Gartner outlined four key predictions for BI and analytics:
By 2015, the majority of BI vendors will make data discovery their prime BI platform offering, shifting BI emphasis
from reporting-centric to analysis-centric.
Over
the past several years, the BI platform market has grown largely
through companies investing in IT-led consolidation
projects to standardize IT-centric BI platforms for large-scale systems
of record. These have tended to be highly governed and centralized,
where IT production reports were pushed out to managers and knowledge
workers. Gartner predicts that going forward,
companies will shift their future investment away from IT-developed
reporting solutions toward business-user-led analysis solutions. IT will
focus most of its effort on data modeling and governance. As a result,
data discovery will displace IT-authored static
reporting as the dominant BI and analytics user interaction paradigm
for new implementations by 2015.
While
IT authored, system-of-record reporting will not disappear, it will
become a smaller proportion of overall analytics
use. Only 30 percent of business people have direct access to BI and
analytics today only, but this will grow as a result of the shift to
data discovery.
"BI
leaders should scrutinize the road maps of both data discovery and
IT-centric vendors to determine their suitability
to meet growing business user and enterprise requirements," said Mr.
Schulte. "It's important to acknowledge that one size rarely fits all."
By 2017, more than 50 percent of analytics implementations will make use of event data streams generated from instrumented
machines, applications and/or individuals.
As
enterprises continue to recognize the economic value of information,
and see the opportunity to capture and apply
ever greater volumes of detailed data, they will come to expect access
to analytics technologies capable of making sense from event streams.
This goes beyond traditional and mainstream BI to a breed of
technologies capable of producing autonomous insights
and inferences quickly.
To
produce and harvest this data from physical assets and other event
sources, the market will expand for flexible, multipurpose
sensors for temperature, humidity, vibration, pressure, sound,
light/color, electrical or other utility flows, motion, facial
expressions, voice inflection, health monitoring and other systems.
Moreover, such event data from physical assets (operational technology
[OT]) is sometimes combined with event data from administrative
information systems (information technology [IT]) to develop richer,
more powerful holistic systems (creating an IT/OT convergence). In
addition, technology and consumer product vendors are hastening
to enable their wares to capture and emit more consumption and
environmental data.

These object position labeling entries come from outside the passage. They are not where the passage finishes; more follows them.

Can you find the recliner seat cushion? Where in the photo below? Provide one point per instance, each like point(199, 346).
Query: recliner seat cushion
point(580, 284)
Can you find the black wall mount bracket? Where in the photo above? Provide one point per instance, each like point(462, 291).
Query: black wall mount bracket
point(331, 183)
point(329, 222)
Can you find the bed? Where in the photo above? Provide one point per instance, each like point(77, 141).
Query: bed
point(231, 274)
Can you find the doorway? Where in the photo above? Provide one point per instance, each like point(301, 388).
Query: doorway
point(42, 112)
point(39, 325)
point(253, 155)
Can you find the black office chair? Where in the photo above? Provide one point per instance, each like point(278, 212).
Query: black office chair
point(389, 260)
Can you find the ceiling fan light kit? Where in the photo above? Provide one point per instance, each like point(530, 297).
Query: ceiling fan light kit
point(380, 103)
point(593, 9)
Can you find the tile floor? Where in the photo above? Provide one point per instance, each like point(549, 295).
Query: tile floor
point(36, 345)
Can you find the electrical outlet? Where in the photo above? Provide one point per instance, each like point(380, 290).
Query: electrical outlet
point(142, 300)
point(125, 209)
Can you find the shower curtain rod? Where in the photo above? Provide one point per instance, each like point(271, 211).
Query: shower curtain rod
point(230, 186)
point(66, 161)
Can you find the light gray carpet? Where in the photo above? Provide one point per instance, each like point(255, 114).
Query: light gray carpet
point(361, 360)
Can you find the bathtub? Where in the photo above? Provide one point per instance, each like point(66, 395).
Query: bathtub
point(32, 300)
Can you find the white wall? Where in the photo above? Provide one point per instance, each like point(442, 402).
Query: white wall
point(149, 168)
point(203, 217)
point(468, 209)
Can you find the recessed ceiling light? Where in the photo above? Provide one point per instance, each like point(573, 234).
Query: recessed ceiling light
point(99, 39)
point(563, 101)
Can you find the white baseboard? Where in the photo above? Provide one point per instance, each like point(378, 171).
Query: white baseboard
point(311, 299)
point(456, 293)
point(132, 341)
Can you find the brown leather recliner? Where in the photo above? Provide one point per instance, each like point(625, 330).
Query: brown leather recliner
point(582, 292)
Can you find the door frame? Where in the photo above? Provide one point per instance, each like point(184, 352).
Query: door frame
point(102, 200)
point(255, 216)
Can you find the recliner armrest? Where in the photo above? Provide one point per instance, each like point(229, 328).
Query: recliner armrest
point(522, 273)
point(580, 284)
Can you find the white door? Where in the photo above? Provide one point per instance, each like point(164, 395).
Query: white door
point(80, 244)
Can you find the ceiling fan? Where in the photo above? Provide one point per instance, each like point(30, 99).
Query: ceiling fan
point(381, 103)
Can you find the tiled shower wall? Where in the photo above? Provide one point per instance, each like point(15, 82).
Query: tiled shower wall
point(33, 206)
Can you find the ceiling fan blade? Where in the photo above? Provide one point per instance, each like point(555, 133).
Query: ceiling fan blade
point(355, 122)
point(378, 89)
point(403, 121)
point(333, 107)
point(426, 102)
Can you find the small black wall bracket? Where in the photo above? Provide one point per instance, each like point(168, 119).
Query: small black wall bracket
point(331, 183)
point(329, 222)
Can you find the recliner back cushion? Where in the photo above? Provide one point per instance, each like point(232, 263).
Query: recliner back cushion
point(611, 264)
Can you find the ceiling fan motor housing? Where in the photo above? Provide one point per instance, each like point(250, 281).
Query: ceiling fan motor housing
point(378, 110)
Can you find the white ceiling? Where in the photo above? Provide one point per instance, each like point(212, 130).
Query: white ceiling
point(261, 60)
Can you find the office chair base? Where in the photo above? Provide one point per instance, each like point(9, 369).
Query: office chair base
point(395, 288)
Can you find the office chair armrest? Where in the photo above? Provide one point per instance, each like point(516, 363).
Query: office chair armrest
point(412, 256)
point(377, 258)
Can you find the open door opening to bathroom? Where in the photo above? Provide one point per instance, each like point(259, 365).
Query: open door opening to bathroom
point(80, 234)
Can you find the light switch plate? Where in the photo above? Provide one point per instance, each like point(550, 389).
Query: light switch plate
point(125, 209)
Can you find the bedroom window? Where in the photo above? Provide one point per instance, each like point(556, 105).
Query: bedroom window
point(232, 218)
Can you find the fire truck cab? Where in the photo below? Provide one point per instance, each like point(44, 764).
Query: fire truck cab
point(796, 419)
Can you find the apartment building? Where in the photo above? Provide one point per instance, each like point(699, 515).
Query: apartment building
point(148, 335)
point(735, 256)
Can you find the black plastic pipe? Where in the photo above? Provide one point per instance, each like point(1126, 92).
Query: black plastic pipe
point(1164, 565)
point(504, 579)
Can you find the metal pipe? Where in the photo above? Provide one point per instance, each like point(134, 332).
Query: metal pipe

Several SaaS application vendors in particular, have
already intensified their ability to collect more usage data and are
devising quid-pro-quo arrangements with customers that
allow leveraging their de-identified data for alternate commercial
purposes.
"Nontech
businesses leaders should create an inventory of the range of current
data collected by their products and services,
then consider what additional high-value information could be captured
through further instrumentation," said Mr. Schulte. "Application and
other technology managers should ensure that the data collected from IT
systems, applications, devices and users is
maximized with equal consideration for performance implications and
probable future business relevance."
By 2017, analytic applications offered by software vendors will be indistinguishable from analytic applications offered
by service providers.
Traditional
vendors of analytic platforms recognize that in order to expand their
reach beyond traditional power users,
they must deliver packaged domain expertise and applications to enable
self-service by a wider range of users. Service providers are seeking to
turn custom project work and domain expertise into repeatable solutions
that can be adopted by other organizations
more easily.
The
result is that end-user organizations selecting analytic applications
will have a significantly wider variety of
possible providers to evaluate. Organizations evaluating software
vendors will almost always find a SaaS version of their packaged
applications, and the similarity of product concepts will shift the
emphasis of competition to the domain expertise embedded
by the vendors into the application. Software vendors will increasingly
face a co-opetition situation with their traditional service provider
channels, forcing them to augment their own professional service
capabilities. Service providers will use packaged
applications as an integral part of their customer relationships,
implying that there is a greater specialization in the services that
they provide.
Until 2016, big data confusion will constrain spending on BI and analytics software to single-digit growth.
Despite
the strong interest in BI and analytics, confusion around big data is
inhibiting spending on BI and analytics
software. Until 2016, service providers will garner business by closing
the gap between available big data technology and business cases. As
big data matures and more packaged intellectual property is available,
big data analytics will become more relevant,
mainstream and, ultimately, hugely disruptive.
Recent
Gartner surveys show that only 30 percent of organizations have
invested in big data, of which only a quarter
(eight percent of the total) have made it into production. This leaves
room for substantial future growth. Analytics plays squarely into the
big data trend, where the growing volume, velocity and variety of data
create opportunities outside of the traditional,
established BI domains and buying centers. However, that also makes the
sourcing of analytics bigger and more technically complex than what has
been done before.
Paradoxically,
the confusion that surrounds the "big data" term and the uncertainty
about the tangible benefits of big
data are partially to blame for the soft BI and analytics market.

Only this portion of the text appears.